36/Çok Oturdun Yakut Teğmen

26 3 0
                                    

Akşama kadar Kenan'ı sorgulamıştık, bir on dakika sonra benim de ifademi alacaklardı, Özkan Adalı hakkında birkaç şey soracaklarını umuyordum. Yoksa beni başka hangi sebeple sorguya alabilirlerdi ki?

Günal Komutan yanıma gelip, "Yarbay seni bekliyor." dedi.

Başımı salladım oturduğum yerden kalkıp Yarbayın odasına doğru yürümeye başladım. Yarbayın odasının karşısında durup kapıyı tıklattım,  gel komutunu alıp içeri girdiğimde esas duruşa geçip, "Teğmen Yakut Hamzaoğlu!" diyerek tekbir verdim.

Yarbay başını salladı, donuk bir adama benziyordu, "Hoş geldin Yakut, Siirt'te çok bir şey olmamış ama bu sefer İstanbul dışı hatta sınır dışı görevler olacak, hazır mısın?" dedi.

Başımı salladım, "Teğmen rütbesine sahibim, hazır olup olmadığımı sormanız biraz kırdı beni." dedim. Albay Yunus olsa birazcık bir tebessüm oluşurdu, buradaki Yarbay bayağı sert bir adama benziyordu. "Albayın kimdi senin, pek bir rahat konuşuyorsun?" dedi. Gülümsedim, "Onunla bir alakası yok komutanım, tahmini ne zaman başlar görev?" dedim.

"Yarın sabah!" dedi, kaşlarım kalktı, "Yarın sabah mı?" dedim. Başını salladı, "Vallahi sen oraya gideli dört sene olmuş Yakut, çok oturmuşsun. Çalışman lazım artık." dedi. Başımı salladım, "Tamam, hallederiz." dedim.

"Yakut, senin artık bir Üsteğmen olman gerekiyor, iyi çalış..." dedi. Gülümsedim, "Çıkabilir miyim artık?" dedim.

"Durduğun hata, koş hazırlan göreve!" dedi
Sanırım bu adam da Yunus Albay gibiydi, bir sakin bir tedirgin.
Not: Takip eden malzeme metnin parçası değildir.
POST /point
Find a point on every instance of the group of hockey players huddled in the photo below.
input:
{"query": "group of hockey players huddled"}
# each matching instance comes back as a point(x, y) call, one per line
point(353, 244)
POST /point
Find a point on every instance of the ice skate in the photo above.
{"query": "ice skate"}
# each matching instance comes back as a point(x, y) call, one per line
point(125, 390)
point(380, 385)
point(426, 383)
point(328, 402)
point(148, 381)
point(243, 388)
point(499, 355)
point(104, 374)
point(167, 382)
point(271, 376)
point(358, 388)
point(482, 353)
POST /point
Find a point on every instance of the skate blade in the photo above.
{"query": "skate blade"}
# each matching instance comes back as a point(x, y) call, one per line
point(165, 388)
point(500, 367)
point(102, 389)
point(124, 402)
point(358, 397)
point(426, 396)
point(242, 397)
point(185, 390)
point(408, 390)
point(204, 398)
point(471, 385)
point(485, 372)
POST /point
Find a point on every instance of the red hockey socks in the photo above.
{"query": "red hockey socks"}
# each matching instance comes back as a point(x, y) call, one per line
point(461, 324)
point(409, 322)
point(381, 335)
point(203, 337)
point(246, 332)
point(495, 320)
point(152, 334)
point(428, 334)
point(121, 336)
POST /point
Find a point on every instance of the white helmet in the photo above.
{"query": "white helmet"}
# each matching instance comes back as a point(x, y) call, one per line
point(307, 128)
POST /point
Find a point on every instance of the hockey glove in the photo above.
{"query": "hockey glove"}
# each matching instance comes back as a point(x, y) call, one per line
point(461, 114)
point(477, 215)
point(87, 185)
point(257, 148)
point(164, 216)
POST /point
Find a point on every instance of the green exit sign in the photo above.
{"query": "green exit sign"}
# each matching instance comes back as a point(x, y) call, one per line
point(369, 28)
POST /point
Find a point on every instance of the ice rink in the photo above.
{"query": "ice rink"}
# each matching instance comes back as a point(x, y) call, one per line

Yalnız çok sıkı adama benziyordu.

Ortalığı kasıp kavuracak bir adamdı bu.

Odadan çıkıp Günal Komutana baktım, o da merakla bana bakıyordu, "Bir şey yok, göreve haber vermek istemiş." dedim. Tek kaşını kaldırıp bana baktı, "Bunu mu konuştunuz içeride, görevin içeriğini falan anlatmadı mı?" dedi.

Omuz kaldırdım, "Yani ne yapabiliriz ki enteresan olan bir şey, pentagram çizip kurban etmeyeceğiz ya?"  dedim, başını sağa sola sallayıp, "Satanist miyiz lan biz, hadi diyelim biz satanistiz onları kedi yerine koyuyorsun şuan, yapma o masum hayvanlarında bir  şerefi var." dedi.

"Yok şimdi kedilerin masum olabileceğine inanmıyorum ben." dedim. Omuz kaldırdı, "İnanmazsan inanma Yakut, ben inanıyorum." dedi. Bir süre durup, "Senin adın niye Yakut lan ülkede isim kıtlığı mı varmış?" dedi.

"Babam koymuş, Yakut mücevher anlamına geliyor ya. Bizimkiler de pırlanta gibi çocuk doğdu deyince peder gaza gelmiş." dedim. Sesli güldü, "Ulan, çık ya çık, haydi yürü odanı hazırlatalım." dedi, ellerimi kaldırdım, "Ben hallederim, hani teğmenin ya ben..." dedim.

"Başıma iş çıkarırsan karışmam Yakut." dedi. Başımı salladım.